No one wants to give Mr. Crow the benefit of the doubt. Social media in its current configuration made it easy for us to not allow for deeper explanation, but to go for what we feel. Instead of seeing Crow as a man that made choices or as a man that is more than a label, we cling ever more deeply to that label, deeming him just another hateful conservative that won’t ever change.
On the other side, the expulsion of two African American Democrats from the Tennesee legislature for pulling a protest on the House floor is something that probably wouldn’t have happened a few years ago. Maybe there would have been a slap on the wrist, but that might have been the extent. Not that long ago, going after the original three and expelling just the two black lawmakers while not expelling the white female lawmaker would have caused Tennesee Republicans to quickly backtrack or even not contemplate it at all because they didn’t want to appear racist. But now? It doesn’t matter. Now, no one cares if it looks racist because no one believes there are any consequences from the action. If there is no free will, why worry about reputation?
Burgis ends his essay by saying that without free will there is no love. I’m pretty sure he isn’t referring to romantic love, but to love in a social sense: respecting others, seeing someone as having God-given value, caring for those less fortunate and so on.
If we become a society that gives up on free will and if these studies show that when free will is in doubt, then we can expect a society where there is less care for others. It will be a society without a heart.

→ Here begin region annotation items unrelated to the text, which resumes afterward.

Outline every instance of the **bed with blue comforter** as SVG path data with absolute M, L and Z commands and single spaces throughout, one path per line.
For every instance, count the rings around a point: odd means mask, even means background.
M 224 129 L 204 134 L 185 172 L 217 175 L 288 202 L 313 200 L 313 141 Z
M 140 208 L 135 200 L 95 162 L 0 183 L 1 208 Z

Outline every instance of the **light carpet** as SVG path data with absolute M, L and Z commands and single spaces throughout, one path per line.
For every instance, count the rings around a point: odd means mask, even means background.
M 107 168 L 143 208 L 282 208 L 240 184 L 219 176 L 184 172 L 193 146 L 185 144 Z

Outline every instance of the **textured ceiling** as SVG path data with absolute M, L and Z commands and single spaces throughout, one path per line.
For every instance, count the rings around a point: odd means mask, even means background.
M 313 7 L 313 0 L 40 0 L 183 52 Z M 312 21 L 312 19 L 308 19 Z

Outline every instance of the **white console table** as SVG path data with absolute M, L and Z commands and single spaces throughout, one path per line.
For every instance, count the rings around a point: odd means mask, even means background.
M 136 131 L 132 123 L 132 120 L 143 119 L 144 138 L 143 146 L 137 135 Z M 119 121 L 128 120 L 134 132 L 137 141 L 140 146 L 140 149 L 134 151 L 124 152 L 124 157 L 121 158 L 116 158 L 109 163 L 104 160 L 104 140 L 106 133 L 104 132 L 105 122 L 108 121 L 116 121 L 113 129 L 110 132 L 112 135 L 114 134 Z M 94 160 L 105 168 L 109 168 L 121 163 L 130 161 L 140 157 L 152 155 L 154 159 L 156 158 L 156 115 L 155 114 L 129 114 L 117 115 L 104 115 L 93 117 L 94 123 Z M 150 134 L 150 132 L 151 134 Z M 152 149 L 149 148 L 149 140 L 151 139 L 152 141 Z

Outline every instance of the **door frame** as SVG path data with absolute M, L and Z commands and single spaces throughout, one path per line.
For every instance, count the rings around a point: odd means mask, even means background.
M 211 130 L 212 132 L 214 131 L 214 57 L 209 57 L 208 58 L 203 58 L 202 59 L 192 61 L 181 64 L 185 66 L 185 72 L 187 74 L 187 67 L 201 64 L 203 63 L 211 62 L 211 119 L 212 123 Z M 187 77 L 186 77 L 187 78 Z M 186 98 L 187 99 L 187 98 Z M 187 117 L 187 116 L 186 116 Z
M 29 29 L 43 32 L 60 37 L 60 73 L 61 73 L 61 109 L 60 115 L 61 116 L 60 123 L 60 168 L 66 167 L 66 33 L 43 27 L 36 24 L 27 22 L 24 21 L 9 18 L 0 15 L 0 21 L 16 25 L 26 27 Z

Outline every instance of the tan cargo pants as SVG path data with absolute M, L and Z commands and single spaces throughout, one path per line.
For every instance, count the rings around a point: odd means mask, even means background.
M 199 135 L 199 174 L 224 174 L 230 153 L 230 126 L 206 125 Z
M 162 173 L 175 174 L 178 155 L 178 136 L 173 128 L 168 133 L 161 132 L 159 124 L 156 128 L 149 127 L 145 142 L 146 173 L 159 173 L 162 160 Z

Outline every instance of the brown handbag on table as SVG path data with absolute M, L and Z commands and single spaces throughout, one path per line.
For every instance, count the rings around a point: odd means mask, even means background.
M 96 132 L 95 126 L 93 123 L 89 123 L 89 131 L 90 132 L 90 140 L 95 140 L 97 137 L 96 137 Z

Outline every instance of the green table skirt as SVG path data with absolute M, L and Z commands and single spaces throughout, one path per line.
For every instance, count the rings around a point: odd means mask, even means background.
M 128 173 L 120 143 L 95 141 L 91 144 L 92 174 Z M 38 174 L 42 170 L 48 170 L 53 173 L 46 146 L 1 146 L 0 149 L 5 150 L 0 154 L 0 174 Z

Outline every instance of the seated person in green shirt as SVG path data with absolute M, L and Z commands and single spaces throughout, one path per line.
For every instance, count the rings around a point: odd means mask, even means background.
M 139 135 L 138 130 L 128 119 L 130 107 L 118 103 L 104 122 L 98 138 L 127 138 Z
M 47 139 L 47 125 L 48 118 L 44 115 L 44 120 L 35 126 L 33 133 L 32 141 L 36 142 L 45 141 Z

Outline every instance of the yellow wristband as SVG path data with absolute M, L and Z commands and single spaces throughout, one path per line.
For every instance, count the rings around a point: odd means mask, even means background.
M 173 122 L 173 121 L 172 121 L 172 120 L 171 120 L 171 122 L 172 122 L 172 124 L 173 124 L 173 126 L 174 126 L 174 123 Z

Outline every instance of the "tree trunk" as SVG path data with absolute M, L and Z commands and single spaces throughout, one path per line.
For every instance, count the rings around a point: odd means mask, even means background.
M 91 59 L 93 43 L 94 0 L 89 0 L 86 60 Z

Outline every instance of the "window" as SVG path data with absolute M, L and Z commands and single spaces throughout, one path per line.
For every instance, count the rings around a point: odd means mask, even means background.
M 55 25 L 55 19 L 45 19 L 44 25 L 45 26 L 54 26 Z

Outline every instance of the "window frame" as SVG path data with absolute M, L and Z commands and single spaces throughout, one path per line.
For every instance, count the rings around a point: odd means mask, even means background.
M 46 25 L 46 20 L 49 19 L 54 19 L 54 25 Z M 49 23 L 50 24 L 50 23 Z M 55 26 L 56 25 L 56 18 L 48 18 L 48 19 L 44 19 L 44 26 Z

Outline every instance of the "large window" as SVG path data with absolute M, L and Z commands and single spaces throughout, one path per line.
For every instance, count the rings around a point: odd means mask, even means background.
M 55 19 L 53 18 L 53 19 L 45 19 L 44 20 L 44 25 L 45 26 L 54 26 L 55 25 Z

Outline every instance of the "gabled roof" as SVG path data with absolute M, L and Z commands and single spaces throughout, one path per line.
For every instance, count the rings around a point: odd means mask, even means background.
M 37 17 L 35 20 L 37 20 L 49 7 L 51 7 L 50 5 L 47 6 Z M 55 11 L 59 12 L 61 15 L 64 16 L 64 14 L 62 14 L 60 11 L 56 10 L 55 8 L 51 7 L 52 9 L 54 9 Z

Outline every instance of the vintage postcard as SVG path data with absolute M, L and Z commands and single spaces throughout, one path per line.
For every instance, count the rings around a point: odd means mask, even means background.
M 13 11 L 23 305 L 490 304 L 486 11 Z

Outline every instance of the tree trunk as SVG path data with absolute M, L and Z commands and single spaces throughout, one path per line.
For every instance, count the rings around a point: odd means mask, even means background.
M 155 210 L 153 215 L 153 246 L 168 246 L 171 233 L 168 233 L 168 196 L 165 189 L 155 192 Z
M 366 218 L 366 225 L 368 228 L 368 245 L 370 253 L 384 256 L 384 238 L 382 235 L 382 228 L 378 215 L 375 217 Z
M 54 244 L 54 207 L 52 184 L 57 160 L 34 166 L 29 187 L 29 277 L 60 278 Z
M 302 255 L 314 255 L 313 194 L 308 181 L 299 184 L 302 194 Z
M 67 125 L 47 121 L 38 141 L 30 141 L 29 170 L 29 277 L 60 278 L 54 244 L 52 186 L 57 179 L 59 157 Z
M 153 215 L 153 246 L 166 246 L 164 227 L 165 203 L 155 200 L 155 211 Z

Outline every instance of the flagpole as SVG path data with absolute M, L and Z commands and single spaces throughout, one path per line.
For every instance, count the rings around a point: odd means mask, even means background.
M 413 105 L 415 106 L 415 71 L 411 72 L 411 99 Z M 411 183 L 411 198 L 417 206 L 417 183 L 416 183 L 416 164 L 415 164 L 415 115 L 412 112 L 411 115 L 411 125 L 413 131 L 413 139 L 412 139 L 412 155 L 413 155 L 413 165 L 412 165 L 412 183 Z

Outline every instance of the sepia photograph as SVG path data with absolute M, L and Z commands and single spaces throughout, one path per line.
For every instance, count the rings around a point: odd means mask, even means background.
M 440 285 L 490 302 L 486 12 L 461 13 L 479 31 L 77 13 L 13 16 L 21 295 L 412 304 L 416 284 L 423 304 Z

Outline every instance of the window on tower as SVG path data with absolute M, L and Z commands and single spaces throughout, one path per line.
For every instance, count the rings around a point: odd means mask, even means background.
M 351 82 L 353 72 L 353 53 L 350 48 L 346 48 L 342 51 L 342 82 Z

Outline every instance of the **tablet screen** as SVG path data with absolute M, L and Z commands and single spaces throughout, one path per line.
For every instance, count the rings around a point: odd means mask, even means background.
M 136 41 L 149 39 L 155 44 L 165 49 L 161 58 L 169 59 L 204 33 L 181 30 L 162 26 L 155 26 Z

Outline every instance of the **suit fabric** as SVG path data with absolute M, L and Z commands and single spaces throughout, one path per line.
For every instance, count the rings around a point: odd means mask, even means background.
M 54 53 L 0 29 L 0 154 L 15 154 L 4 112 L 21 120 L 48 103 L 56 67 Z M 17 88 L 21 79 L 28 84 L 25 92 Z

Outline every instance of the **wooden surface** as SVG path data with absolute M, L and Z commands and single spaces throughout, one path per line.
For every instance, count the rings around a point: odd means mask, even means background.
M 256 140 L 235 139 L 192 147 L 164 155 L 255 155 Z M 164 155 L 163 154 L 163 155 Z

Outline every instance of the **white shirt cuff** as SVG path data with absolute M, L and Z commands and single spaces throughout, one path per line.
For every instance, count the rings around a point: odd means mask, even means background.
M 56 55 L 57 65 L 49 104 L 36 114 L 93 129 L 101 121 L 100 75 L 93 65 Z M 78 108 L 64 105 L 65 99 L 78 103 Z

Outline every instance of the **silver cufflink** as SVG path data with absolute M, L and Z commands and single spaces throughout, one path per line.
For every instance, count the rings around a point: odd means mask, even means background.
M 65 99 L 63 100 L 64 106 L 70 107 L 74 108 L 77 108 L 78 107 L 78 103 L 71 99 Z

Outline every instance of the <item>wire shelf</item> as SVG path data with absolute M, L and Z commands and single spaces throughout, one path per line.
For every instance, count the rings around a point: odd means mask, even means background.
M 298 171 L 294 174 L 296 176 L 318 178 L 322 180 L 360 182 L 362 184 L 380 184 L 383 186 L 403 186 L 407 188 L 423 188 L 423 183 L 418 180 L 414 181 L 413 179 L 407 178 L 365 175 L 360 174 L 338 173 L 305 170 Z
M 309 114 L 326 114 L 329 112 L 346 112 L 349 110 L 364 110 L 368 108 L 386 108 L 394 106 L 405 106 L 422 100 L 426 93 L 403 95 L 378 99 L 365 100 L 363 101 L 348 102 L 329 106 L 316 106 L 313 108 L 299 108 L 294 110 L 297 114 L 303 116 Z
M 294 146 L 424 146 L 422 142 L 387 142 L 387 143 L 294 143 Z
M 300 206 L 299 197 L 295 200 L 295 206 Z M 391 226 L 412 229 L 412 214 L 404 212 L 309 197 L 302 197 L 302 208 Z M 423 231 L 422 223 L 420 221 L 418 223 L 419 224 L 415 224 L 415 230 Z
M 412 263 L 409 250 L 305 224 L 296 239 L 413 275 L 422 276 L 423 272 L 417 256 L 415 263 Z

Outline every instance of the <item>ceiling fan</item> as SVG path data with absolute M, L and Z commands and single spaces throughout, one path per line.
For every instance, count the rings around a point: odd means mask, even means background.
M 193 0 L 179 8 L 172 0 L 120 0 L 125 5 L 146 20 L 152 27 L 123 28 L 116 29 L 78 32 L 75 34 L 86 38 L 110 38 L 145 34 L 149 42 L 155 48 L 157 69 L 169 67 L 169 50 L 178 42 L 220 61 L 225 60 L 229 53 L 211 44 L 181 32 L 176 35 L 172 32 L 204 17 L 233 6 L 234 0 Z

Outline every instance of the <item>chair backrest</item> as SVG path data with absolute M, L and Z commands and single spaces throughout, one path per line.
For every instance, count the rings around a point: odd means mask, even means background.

Did J.D. Vance change? Was he swayed by darker forces to give up walking the straight and narrow? I’d like to believe so. I’d like to believe he was someone that was tempted and became corrupt rather than someone that was always corrupt. I have to believe this because I want Vance to be responsible for his actions. I want to believe this because I want to believe there is still some belief that we are responsible for our actions. I want to believe this because I want to know there is still some love left in our world.